プロローグ2
精密検査を終えると俺はなぜか病院の入り口にいた。
「あの~検査結果は?」
「精密検査は結果が出るのに時間がかかるので、今日は家に帰っていいですよ。また後日、連絡します」
答えは丁寧で有難いが、俺を馬鹿にするような目はやめて欲しい。
「まぁ、そこまで落ち込まなくてもいいですよ。たぶん、大した病気じゃないと思うし」
俺が落ち込んでるのは半ばお前のせいだけどな。
軽いつっこみを心の中でした後、俺は自宅へと向かった。
俺が住んでいる家は築三十七年のボロアパートだ。もちろん、その内引っ越すつもりでいる。

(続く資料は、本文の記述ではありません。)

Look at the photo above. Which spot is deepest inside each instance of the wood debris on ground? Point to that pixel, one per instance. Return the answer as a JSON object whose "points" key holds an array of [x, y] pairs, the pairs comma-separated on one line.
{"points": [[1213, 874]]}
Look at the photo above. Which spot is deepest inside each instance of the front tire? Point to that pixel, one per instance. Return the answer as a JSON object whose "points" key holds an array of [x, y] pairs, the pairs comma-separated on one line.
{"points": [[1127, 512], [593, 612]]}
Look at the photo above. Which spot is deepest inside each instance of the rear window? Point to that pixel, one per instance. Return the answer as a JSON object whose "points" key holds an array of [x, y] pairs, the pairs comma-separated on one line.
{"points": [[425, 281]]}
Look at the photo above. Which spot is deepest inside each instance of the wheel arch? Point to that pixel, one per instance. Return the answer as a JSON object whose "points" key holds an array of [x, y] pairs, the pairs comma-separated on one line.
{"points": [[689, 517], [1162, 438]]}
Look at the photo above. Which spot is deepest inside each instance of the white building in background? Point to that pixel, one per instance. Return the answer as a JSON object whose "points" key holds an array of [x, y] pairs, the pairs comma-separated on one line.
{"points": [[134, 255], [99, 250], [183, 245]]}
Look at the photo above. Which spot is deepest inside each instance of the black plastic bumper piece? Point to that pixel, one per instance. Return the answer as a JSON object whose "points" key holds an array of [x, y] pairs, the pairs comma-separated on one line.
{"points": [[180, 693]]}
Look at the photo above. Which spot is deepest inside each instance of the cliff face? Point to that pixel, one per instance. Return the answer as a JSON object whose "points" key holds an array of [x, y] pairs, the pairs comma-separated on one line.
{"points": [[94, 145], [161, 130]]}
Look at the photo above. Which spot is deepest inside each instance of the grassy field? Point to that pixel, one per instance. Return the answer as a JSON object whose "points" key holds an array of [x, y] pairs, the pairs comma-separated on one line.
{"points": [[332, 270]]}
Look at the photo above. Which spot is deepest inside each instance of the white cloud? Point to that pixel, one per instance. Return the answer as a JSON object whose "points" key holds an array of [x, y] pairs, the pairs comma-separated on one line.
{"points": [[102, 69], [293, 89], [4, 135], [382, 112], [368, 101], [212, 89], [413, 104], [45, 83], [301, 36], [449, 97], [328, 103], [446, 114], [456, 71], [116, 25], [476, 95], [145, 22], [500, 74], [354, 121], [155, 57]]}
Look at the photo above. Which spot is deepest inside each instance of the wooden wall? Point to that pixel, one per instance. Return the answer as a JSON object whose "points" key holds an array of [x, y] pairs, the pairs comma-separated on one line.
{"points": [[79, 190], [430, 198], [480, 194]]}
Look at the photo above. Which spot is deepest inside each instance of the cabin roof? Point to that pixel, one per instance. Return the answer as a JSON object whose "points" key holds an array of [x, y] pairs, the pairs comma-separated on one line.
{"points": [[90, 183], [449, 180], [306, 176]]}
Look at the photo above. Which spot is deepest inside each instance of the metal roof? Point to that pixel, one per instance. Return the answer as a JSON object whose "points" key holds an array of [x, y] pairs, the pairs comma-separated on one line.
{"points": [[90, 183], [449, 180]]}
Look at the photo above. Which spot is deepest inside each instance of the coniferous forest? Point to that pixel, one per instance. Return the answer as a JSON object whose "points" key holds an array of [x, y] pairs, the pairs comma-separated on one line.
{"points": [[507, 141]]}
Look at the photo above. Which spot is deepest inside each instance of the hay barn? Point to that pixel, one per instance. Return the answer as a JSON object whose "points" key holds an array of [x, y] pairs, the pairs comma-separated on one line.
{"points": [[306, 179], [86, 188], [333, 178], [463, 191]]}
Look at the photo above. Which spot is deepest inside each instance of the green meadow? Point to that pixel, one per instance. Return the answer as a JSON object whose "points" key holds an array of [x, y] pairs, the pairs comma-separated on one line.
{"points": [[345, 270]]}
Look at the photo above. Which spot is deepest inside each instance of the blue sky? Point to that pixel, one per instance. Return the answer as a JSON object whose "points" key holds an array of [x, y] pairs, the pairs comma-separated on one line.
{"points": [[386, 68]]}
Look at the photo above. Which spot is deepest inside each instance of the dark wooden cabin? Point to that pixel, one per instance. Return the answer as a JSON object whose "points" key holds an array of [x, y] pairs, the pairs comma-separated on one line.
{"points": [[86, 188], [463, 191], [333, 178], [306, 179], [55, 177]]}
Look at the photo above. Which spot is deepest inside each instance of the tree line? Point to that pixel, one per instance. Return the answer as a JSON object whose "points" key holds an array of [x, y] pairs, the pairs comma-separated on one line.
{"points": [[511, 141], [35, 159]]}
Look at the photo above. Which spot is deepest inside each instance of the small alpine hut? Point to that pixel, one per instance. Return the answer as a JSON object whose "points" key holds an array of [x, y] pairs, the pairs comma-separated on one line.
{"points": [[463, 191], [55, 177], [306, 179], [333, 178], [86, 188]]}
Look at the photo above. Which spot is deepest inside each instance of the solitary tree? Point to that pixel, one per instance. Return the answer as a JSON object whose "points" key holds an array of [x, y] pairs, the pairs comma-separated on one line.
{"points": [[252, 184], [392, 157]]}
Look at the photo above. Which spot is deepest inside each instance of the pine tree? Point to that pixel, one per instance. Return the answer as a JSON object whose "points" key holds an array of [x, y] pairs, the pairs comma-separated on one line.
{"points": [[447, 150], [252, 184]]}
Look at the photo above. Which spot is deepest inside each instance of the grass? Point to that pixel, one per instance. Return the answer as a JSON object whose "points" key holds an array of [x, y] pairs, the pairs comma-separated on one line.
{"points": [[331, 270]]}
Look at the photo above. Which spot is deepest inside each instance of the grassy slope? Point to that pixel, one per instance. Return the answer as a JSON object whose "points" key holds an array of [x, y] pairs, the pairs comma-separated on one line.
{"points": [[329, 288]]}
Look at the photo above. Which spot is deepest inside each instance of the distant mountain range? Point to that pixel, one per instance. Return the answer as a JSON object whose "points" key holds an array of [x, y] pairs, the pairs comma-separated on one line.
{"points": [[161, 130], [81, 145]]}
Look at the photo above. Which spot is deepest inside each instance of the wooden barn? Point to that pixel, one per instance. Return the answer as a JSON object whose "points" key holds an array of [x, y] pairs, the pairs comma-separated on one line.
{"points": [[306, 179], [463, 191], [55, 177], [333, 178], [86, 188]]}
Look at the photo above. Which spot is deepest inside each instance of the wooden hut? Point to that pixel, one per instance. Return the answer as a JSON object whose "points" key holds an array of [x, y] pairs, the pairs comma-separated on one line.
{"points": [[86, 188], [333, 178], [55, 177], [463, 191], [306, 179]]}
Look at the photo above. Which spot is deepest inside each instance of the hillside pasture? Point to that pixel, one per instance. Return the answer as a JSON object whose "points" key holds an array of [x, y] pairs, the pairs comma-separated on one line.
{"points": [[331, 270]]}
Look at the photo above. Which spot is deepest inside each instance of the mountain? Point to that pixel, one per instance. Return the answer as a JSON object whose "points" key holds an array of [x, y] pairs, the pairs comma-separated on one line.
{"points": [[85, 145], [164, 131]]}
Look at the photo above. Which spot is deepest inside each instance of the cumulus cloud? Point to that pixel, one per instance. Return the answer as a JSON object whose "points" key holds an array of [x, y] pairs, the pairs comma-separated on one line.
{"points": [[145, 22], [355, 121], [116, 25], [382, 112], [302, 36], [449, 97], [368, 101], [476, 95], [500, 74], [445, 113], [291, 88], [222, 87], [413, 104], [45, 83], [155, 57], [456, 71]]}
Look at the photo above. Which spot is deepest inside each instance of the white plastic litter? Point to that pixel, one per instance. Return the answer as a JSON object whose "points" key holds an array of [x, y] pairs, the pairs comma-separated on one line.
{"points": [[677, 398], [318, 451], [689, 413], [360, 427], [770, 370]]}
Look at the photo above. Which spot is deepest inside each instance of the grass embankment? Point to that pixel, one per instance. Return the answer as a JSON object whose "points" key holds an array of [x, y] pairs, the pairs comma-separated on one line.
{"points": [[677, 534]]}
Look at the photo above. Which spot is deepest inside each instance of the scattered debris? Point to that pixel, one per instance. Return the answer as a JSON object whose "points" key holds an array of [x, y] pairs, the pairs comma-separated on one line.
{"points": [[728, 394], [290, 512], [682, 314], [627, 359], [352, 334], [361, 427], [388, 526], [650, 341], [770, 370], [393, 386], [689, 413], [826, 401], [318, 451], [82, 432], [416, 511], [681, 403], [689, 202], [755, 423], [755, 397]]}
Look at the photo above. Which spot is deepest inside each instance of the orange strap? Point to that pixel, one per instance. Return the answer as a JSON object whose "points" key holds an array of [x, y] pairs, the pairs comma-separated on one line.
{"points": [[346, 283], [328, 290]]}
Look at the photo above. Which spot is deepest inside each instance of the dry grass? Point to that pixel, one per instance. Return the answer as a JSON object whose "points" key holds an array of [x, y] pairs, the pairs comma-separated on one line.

ぎぃい、と軋むドアを開けると見慣れた光景が目に入った。
(…やっぱ、ちょっと片付けた方がいいかな?)
俺にとって見慣れた光景は、一般的には「足の置き場が無い程、物が散乱している」と言うものだった。
ごみが溜まっているわけではないので、放置しても別に良いのだが、見た目的に悪いし、転んで机の角に頭でもぶつけたりしたら、それこそ洒落にならない。
異常陰影が見つかって、その上怪我までしたら、自己管理がなってないと評価が下がるかもしれない。
そんなもので、俺が今まで築き上げた信頼を壊すわけにはいかないし、何より俺が納得いかない。
(しょうがない。今日はバイトも休みだし、掃除でもやろう)
結局俺の貴重な休みは、物の下に埋まってた埃と共に飛んでいった。
プロローグで5話までいきそうだな。